How Not to Present a Purchase Offer in Sacramento
A real estate agent I first met 5 years ago when I interviewed her for my book, The Short Sale Savior, and later she referred a relative to me whose home I sold in Sacramento, serves on an Education Committee at a REALTOR association in the Bay area. She asked if I would do a webinar for her agents to help them to get purchase offers accepted. I generally don’t agree to do webinars or seminars because I don’t like them. Who am I to tell people what to do? Seminars are ex-husbands’ gigs, not mine. But I agreed because I can’t say no to this person. She is so danged sweet!
Sweetness gets you everywhere in this life. Vinegar, not so much.
I might start with talking about what NOT to do when writing an offer to buy a home. Because I list such a huge volume of homes in the Sacramento area, I see all kinds of offers. I can estimate that I probably receive more than 1,000 offers a year, maybe even twice that amount depending on whether it’s a seller’s market in Sacramento. It’s common today to receive a minimum of 20 to 30 offers for entry-level listings.
The unspoken truth is at least half of those purchase offers are garbage. I’m being generous with that percentage. That’s the part that agents don’t talk about because nobody wants to believe that a buyer’s agent can’t write an offer, yet that’s the first problem with many offers. There is no nice way to sugar coat this. I continually find myself defending the competency of my profession to sellers who can’t believe their eyes at some of the offers we get.
In a seller’s market, a seller and her listing agent can be very selective. Sure, there are markets in which the tables are turned, but our present market in Sacramento is a seller’s market. This means a seller can be looking for the very best offer and might be examining an offer with an eye for a reason to reject it. This is a very different approach than hoping to accept an offer, which is how sellers view offers in an opposite market. Unfortunately, buyers and buyer’s agents give sellers plenty of reasons to reject an offer. If a seller is considering 2 identical offers, one offer may get accepted simply because the other was rejected.
The trick is not to set up an offer for possible rejection. Here are some things an agent and her or his buyer should try NOT to do when presenting a purchase offer:
Clerical Offer Mistakes
- Misspelling of names
- Wrong property address
- No dates
- Missing signatures / initials
- Incorrect mathematical calculations
- Outdated forms
- Missing addendums or supporting documentations
- Sending unnecessary documents / paperwork
Writing FHA or VA offers on listings that do not offer those financing terms?

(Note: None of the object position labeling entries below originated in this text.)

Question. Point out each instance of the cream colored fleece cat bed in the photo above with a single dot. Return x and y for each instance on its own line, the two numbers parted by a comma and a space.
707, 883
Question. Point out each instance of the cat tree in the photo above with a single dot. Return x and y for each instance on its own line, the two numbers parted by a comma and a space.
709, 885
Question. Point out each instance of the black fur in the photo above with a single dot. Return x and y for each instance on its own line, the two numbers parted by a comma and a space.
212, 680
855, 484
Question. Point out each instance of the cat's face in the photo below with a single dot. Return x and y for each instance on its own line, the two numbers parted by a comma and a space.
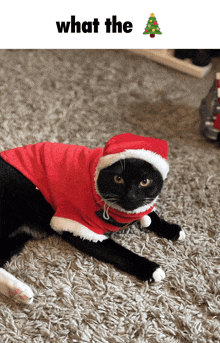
129, 183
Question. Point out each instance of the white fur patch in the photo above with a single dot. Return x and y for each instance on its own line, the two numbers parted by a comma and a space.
182, 236
11, 287
149, 156
158, 275
63, 224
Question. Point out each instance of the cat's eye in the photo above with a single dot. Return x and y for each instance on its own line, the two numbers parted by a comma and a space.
145, 182
118, 179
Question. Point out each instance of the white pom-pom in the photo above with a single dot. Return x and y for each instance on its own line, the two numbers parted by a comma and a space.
145, 221
158, 275
182, 236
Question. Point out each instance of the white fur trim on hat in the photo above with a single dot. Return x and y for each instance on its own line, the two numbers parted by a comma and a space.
149, 156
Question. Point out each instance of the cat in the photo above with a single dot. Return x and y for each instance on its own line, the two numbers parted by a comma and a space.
124, 189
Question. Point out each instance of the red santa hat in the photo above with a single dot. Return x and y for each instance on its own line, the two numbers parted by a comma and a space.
127, 145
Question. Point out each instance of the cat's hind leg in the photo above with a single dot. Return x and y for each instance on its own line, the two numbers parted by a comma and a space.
10, 286
164, 229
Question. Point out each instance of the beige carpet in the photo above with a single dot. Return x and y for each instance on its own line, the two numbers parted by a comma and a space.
85, 97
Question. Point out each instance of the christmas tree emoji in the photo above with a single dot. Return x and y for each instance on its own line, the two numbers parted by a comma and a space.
152, 27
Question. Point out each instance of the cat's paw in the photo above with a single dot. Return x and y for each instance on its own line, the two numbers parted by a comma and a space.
11, 287
158, 275
150, 271
182, 236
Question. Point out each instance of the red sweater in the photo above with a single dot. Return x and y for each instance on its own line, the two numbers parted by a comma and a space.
65, 175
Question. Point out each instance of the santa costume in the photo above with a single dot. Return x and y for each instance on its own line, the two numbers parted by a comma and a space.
66, 175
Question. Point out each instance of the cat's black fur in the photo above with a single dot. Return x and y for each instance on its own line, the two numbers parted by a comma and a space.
25, 214
130, 195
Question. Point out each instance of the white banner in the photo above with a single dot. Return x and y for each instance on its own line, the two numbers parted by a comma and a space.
109, 24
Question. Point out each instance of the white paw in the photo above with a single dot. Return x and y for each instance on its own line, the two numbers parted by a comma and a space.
182, 236
11, 287
158, 275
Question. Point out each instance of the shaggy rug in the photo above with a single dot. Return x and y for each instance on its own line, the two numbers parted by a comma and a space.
85, 97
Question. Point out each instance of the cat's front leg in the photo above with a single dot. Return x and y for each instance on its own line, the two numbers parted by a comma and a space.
164, 229
125, 260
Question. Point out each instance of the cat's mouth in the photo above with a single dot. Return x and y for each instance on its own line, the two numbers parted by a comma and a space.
129, 205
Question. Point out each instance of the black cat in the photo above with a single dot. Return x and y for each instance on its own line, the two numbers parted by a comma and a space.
41, 194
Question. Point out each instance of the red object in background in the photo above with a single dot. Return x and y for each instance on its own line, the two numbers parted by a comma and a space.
217, 121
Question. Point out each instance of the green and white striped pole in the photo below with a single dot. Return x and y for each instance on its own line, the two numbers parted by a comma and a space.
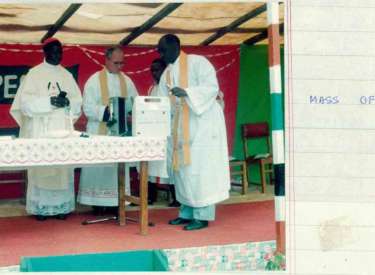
277, 121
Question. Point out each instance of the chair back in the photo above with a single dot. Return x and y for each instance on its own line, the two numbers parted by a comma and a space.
255, 131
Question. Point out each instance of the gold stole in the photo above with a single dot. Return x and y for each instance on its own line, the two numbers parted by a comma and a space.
182, 109
104, 93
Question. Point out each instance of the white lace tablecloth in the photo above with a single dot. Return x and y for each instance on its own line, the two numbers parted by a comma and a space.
78, 151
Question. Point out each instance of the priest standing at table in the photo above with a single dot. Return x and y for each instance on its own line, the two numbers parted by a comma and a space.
99, 185
158, 169
46, 103
198, 164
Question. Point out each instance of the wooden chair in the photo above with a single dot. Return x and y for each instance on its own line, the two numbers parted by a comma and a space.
252, 131
239, 168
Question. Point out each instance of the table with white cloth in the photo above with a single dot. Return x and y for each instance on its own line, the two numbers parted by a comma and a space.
74, 152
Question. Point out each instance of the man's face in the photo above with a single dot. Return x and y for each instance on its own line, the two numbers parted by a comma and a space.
168, 52
115, 63
53, 53
156, 71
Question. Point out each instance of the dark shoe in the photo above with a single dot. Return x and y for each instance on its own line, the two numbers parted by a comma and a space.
196, 224
112, 210
61, 216
179, 221
40, 218
174, 204
98, 210
152, 192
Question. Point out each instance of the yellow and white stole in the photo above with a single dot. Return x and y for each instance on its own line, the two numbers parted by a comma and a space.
104, 94
182, 110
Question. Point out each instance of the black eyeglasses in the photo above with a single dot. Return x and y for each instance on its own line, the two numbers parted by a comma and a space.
118, 63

Sending the offer to the wrong agent or the wrong company or in the wrong format
Not reading the confidential agent remarks / attachments nor following specific directions
Exhibiting hostility toward the listing agent or seller
- Sending the agent a copy of the MLS print-out or list of comparable sales
- Demanding concessions and other unusual terms in the offer
- Belittling the home, the seller and the home’s location
- Yelling and screaming and use of profanity
No cover letter with the offer, hoping the terms and conditions speak for themselves. Often, they do not.
Sending a generic cover letter saying the buyer loves the home. All buyers love the home or they wouldn’t be writing an offer.
Forgetting that all offers look the same. Only the numbers and names change.
The bottom line is don’t give the seller any ammunition to reject an offer. In multiple-offer situations, a buyer should not allow her offer to be automatically eliminated from the competition. Ideally, a buyer wants her offer to be the best, at the least an offer worthy of top consideration. Give it a fighting chance.